Au fil du récit, les guides de Massada en viennent au dénouement tragique du suicide collectif des zelotes, tandis que les séquences des checkpoints gagnent en violence verbale et décisions arbitraires. Mograbi construit bien son film sur cette double tension grandissante mais, s’il ne s’intéresse pas ici aux violences physiques qu’elle entraîne, il ne la laisse pas en suspens pour autant.

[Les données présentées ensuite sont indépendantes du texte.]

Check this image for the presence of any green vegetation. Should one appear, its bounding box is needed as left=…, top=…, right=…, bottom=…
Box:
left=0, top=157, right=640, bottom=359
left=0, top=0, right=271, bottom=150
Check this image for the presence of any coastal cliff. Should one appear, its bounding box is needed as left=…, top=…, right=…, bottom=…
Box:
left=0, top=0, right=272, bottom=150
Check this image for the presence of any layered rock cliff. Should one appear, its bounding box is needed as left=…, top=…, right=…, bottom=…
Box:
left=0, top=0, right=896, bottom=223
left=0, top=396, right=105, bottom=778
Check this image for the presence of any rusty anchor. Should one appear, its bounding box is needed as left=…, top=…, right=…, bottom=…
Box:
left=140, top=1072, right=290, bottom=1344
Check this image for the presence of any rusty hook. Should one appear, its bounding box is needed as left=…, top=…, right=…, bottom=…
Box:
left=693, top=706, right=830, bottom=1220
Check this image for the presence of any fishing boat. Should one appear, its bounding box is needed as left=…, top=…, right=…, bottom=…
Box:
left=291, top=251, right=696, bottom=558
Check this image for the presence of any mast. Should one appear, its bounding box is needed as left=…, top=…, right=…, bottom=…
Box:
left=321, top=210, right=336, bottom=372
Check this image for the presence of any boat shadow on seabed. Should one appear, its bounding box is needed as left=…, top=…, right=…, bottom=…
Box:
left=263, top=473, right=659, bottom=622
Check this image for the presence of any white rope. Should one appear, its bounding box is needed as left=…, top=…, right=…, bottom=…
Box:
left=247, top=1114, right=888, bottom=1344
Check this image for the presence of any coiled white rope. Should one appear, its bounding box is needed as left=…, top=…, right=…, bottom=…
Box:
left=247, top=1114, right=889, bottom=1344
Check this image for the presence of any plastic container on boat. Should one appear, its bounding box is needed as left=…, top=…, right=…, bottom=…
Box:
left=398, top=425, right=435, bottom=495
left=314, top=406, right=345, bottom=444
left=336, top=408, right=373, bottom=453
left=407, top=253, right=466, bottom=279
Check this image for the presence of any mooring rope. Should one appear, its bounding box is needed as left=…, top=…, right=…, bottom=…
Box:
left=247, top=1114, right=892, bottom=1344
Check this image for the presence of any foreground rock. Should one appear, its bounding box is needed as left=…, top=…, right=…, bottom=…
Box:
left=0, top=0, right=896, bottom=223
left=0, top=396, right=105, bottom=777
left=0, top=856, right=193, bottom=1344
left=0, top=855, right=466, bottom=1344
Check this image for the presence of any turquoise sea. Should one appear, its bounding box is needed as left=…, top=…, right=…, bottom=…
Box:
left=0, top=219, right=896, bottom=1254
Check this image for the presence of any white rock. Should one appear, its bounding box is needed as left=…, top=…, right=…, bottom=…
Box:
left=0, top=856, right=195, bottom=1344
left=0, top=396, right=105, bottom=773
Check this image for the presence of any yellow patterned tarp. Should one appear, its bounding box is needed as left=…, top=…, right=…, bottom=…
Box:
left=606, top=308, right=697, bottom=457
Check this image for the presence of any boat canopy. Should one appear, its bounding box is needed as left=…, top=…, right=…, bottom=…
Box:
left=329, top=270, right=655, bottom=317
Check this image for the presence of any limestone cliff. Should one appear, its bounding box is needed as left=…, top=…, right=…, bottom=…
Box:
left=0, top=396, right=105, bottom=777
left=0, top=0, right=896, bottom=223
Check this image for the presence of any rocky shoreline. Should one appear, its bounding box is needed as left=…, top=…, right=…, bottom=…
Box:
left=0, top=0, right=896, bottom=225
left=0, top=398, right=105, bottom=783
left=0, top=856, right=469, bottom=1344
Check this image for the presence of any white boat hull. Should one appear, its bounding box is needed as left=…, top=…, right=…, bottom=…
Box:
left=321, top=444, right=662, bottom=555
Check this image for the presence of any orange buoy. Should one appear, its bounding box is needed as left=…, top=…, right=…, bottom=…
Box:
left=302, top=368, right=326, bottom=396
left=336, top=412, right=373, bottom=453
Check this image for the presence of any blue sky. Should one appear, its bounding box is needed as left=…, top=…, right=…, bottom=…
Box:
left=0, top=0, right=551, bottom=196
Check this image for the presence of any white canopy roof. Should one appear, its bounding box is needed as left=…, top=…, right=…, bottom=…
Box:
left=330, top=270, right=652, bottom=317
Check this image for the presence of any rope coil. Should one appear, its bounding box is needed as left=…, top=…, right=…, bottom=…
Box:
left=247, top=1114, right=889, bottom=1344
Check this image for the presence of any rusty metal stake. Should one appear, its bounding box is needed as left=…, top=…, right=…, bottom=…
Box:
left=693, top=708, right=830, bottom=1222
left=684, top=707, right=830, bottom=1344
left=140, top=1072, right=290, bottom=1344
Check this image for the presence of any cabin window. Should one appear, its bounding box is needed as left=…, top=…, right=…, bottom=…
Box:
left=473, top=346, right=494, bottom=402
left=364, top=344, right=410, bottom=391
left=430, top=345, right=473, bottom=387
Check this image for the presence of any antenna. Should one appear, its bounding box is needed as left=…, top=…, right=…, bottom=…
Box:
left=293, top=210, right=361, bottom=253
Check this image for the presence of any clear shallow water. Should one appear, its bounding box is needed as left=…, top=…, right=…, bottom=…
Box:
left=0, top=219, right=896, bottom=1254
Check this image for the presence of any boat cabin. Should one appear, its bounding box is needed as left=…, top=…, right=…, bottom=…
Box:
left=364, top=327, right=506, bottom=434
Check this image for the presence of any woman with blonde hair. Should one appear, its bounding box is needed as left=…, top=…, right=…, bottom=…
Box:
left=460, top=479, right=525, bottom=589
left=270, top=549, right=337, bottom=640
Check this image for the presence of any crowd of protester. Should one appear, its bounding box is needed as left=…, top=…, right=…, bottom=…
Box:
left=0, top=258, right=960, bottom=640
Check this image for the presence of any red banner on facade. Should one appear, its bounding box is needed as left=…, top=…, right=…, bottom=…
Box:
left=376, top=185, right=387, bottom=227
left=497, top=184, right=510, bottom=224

Dans une scène finale, il l’incarne lui-même et la fait exploser : caméra à l’épaule, il insulte les militaires israéliens qui refusent, à un barrage, de laisser passer des enfants. Entre sa propre incapacité à échapper à la haine et sa difficulté à trouver les mots justes pour réconforter son ami palestinien au téléphone, Mograbi dresse aussi, dans son film, un autoportrait honnête : il affirme sa subjectivité dans toute sa complexité et ses faiblesses, mais il se donne également les moyens de la comprendre et de la faire comprendre aux autres, esquissant ainsi un espace de dialogue possible.

Sébastien Galceran

  1. Massada, histoire et symboles, M. Hadas-Lebel, Albin Michel.